Kısa öykü çok iyi ama “Hani, yağmur damlaları çiselemeye başlayınca rüyalarında boğulanlar…” bu örnekleme zayıflatmış biraz. Çoguklukla türk yazarların düştügü hata global bir çagrışım oluşturamaması. Ama dedigim gibi %99 çok iyiydi

1 Beğeni

Yorumun için çok teşekkür ederim. Hata ile ilgili uyarını dikkate alacağım.

1 Beğeni

Hata degilde çagrışım mesalesi bu. Bunu sadece türk okurlar degil okuyan bir yabancıda ne anlatmak istedigini hissetmeli. Vsvs :grin::grin::joy::crazy_face::crazy_face:

1 Beğeni

Anladım :smiley: Orayı, konuşan kişinin izlenimi için öyle yazdım sanırım. Karakterin daha rahat anlaşılması için. Gerçi kısa öyküde ne kadar iyi vermişimdir bilemiyorum :smiley:

1 Beğeni

Her şeyden önce iyi bir anlatım her daim iyi bir dil bilgisi zemini üzerinde yazılmalıdır. Ortak bir kavrayıştan uzak yazılar içinizde dolanıp dışarı akmaya çalışan duygulara da ket vurabilir.

“havaya doğru” gibi yer yön belirten zarflar yükleme yakın yazıldığında cümlenin akışı daha iyi olur. <duman bulutunun havaya doğru yükselmesine…>

“dev parmaklarının” Kimin parmakları?

Fırlatmak fiili hızlı yapılan bir eylemi çağrıştırır. Yanan ateşe odun ya usulca konur ya da biraz öteden hafif hızla atılır. Bahsettiğim şeyler ufak nüanslar gibi algılanabilir ancak zihnin yazıdaki resmi kavrayabilmesi için bu nüanslar gereklidir.

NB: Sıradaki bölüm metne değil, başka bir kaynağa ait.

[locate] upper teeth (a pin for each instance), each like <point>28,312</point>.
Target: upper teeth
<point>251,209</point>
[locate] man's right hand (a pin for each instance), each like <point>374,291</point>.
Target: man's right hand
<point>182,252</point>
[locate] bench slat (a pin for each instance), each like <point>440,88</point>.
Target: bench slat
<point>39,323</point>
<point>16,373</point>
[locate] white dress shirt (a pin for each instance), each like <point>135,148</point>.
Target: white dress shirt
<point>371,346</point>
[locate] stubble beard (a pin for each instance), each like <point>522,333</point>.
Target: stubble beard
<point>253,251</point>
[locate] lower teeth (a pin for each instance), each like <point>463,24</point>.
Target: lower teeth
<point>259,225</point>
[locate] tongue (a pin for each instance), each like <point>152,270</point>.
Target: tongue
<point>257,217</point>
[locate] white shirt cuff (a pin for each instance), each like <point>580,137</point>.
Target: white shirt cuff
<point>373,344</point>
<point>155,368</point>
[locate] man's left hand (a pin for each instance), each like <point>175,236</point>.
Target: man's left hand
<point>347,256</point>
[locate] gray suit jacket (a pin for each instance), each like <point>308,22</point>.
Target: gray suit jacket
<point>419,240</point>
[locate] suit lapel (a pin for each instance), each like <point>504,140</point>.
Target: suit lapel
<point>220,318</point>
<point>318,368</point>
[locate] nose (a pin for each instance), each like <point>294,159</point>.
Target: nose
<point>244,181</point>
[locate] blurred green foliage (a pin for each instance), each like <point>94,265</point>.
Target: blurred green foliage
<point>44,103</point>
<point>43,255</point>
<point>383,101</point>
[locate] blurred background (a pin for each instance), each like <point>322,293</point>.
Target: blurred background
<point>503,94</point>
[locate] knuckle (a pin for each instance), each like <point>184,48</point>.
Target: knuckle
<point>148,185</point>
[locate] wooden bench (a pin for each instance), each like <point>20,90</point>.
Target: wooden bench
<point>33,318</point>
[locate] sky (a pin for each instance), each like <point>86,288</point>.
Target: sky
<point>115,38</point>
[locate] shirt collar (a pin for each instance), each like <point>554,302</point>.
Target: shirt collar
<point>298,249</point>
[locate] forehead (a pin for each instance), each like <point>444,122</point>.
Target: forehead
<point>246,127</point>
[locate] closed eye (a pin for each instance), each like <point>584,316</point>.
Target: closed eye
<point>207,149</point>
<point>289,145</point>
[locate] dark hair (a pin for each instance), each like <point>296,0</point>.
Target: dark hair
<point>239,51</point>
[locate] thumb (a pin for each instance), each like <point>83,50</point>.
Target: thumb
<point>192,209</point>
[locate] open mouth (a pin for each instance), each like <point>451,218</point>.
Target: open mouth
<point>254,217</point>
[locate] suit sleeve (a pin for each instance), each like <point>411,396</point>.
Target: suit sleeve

Kısa öykü yazmak uzun öykü yazmaya göre çok daha zor bir uğraştır. Klasik anlatımı, daha az kelimeye sığdırmaya çalışmak zorundasınızdır ve çoğu kısa öykü, kesitsel bir anlatım çerçevesinde şekillenir. Eğer yazma işinde yeni iseniz lütfen işe uzun öyküler yazmakla başlayın. Zira bu yazıda, içinizdekileri hakkıyla yazıya dökemediğiniz izlenimi edindim.

Sağlıcakla.

1 Beğeni

Evet, o ilk cümlenin hatalı olduğunu geç fark ettim. O, ''Duman, Üstlerine siyah örtü çekilmiş ağaçların, dev parmaklarının, arasından geçip bulutlara doğru süzülüyordu. ‘’ cümlesinde ‘dev parmakların’ yerinde, ağacın parmaklarının arasından geçtiğini vurgulamak istedim. Yani, dalların o şekilde büküldüğünü anlatmaya çalışmıştım. O dediğiniz nüanslar üzerinde durduğum çalışmalar yapacağım, çok teşekkür ederim.